会計では経費になるものでも、税金計算上は損金にならないもの、その一つが交際費です。
損金にならないとは、経費として支払ったのに、税金がかかってしまう、ということです。
それはもったいないですよね。
今回は交際にの中で「渡切交際費」と言われるものを取り上げます。
皆さんはご存じでしたか?
渡切交際費とは
渡切交際費という言葉を聞いたことがありますか?
渡切交際費は「交際費」となっているものの、交際費ではありません!
渡切交際費とは、役員だけでなく従業員に、
接待費や交際費、旅費などの名目で支給したものでも、
その使い道の精算を行っていないため、法人の業務に使用したと証明できないものです。
通常は領収書などで精算されますが、それを怠ると渡切交際費となってしまいます。
その場合は、渡した役員または従業員への「給与」として源泉所得税が課税されます。
渡切交際費を役員に毎月支給したら
実務でよくあるパターンとして、非常勤の役員さんに、渡切交際費が毎月定額で支給されているケースです。
これは経済的利益とみなされ、定期の役員報酬として取り扱われます。
交際費として認められないので、役員に支払った場合、過大役員賞与と認定される可能性が高いです。

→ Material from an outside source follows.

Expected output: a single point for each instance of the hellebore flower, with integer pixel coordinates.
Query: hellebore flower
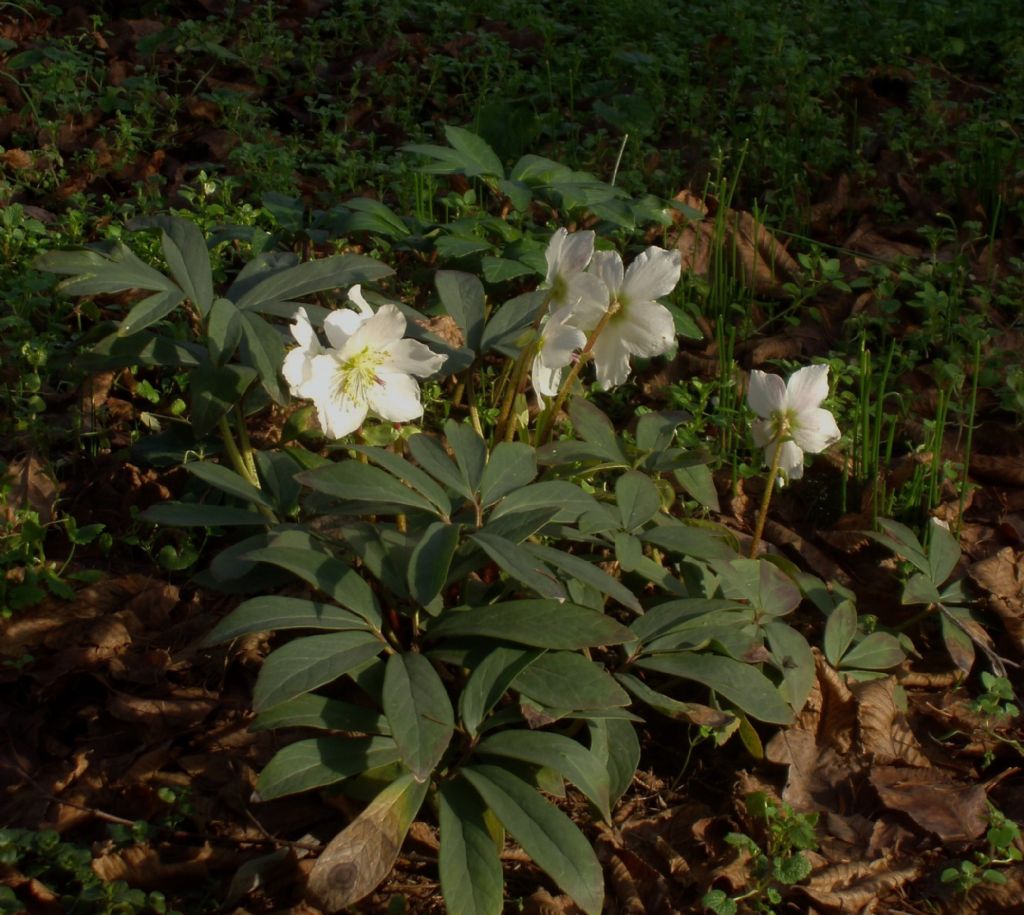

役員賞与は損金不算入となりますので、通常の法人税がかかり、
さらに本人に源泉課税が行われ、法人・個人ダブルで課税されることになります。
予め役員報酬として経理しておくことが大切です。
渡切交際費は、もらう側からすれば、事業の経費として使うのに、
自己の給与として自分自身に税金がかかるわけです。
何にもトクなことはありません。
それでも、法人が渡切交際費を支給するというのは、よほどの事由があると思われます。
裏を返せば、それなりの理由があるため、税務署としては、調査で突っ込みたくわけですね。
使途秘匿金と判定されると
税務署が突っ込みたくなるのは、それなりの理由がある、
つまりその支出が使途秘匿金(しとひとくきん)になる可能性があるからです。
使途秘匿金とは、
法人が支出した金銭で、
相当の理由が無く、
その相手方の氏名や住所が、帳簿書類に記録されていない
ものです。
社長や他の役員に仮払金などで出金し、
そこから氏名を秘匿したい人間にお金を還流させるなど、悪質なケースもあるようです。
使途秘匿金となれば、支出額の追加課税で40%の税金が課されます。
また支出の内容が贈与であれば、相手方に税率が高い贈与税がかかります。
取引の仮想隠蔽と判断されれば、重加算税が課され、永久に税務署のブラックリストから外れることがありません。
うっかり渡切交際費をしないように。
やけどしますよ!
そういうことがないように、普段から信頼のおける税理士に相談しておきましょうね。